Nous croyons que, face à toute affirmation, déclaration ou article qui semble apporter de “nouveaux” chiffres, nous devons développer certains réflexes pour éviter de nous faire rouler dans la farine et ainsi nous détourner de ce qu’il faut faire urgemment. 

1- Quelles sont les sources de ces nouvelles affirmations ?

Les valeurs des “prévisions” diffèrent beaucoup d’une source à l’autre selon les méthodes de calcul (de quoi tient-on compte dans le calcul des chiffres énoncés [1]) et de l’horizon temporel pour ces calculs. Dans l’incertitude, il vaut mieux appliquer le principe de précaution.

De plus, ces nombres sont souvent basés sur des promesses des différents États, des promesses historiquement non tenues, sauf partiellement. Par exemple, le gouvernement Trudeau a promis la plantation de 2 milliards d’arbres pour 2030. En 2021, 30 millions ont été plantés. À ce rythme, ça prendrait plutôt 66 ans pour y arriver… soit pour 2087 !

2. “Ça va mieux !”... Vraiment ?

Jean Lemire, Émissaire aux changements climatiques et aux enjeux nordiques et arctiques du Québec, a affirmé à RDI « … il y a eu quand même une amélioration...[2] »
Même si certaines “prévisions” semblent indiquer que les hausses de température pourraient être moins élevées qu’anticipées il y a 10 ans, la multiplication des événements extrêmes amène à penser qu’on a sous-estimé les conséquences des hausses de température.

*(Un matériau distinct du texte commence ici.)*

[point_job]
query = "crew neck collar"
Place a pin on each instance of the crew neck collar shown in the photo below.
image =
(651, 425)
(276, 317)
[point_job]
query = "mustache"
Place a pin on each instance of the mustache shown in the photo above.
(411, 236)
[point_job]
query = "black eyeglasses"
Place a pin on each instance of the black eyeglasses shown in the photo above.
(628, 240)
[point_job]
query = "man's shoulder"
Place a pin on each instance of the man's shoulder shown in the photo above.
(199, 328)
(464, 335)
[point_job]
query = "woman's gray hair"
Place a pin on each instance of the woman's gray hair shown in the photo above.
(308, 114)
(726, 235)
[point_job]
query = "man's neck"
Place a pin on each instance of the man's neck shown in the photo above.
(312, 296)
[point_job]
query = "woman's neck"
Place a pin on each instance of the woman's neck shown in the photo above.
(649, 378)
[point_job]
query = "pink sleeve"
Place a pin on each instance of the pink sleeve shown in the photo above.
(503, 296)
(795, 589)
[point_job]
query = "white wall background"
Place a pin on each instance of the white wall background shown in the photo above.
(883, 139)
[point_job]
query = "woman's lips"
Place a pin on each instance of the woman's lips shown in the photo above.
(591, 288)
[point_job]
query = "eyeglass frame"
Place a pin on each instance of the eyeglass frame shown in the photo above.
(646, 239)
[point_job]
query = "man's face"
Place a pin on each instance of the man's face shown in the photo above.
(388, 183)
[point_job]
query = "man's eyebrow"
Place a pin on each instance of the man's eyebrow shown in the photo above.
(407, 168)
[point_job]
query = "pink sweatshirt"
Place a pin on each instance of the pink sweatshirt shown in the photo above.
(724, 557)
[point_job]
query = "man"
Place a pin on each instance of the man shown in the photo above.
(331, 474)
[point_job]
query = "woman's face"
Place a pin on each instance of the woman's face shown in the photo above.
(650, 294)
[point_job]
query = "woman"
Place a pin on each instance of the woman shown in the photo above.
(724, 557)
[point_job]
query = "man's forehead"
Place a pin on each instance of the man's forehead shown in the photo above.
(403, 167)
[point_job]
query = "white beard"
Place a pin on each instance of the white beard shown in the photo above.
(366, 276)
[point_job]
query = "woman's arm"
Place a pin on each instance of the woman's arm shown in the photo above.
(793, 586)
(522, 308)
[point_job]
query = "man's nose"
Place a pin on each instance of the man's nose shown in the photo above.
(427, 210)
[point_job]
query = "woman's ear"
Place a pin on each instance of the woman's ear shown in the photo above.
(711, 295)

Dans les années 1980, aux États-Unis [3], une catastrophe climatique causant des dommages d’au moins un milliard de dollars survenait tous les 82 jours ; aujourd’hui, c’est tous les 18 jours, même en tenant compte de l’inflation. 

Autre aspect important, l’évaluation des points de bascule climatiques [4], des seuils qui, lorsqu’ils sont franchis, entraînent de grands changements, souvent irréversibles (points de non-retour), avec un risque d’effet domino sur les autres. Ce domaine de recherche, de plus en plus étudié, ne nous amène vraiment pas à considérer que « ça va mieux » ! 

De plus, plusieurs secteurs économiques, après une diminution pandémique de leurs activités, semblent sur la voie de retourner au « business as usual » comme le montrent, par exemple, les prévisions du nombre de vols aériens [5]. 
Mais revenons à la COP15.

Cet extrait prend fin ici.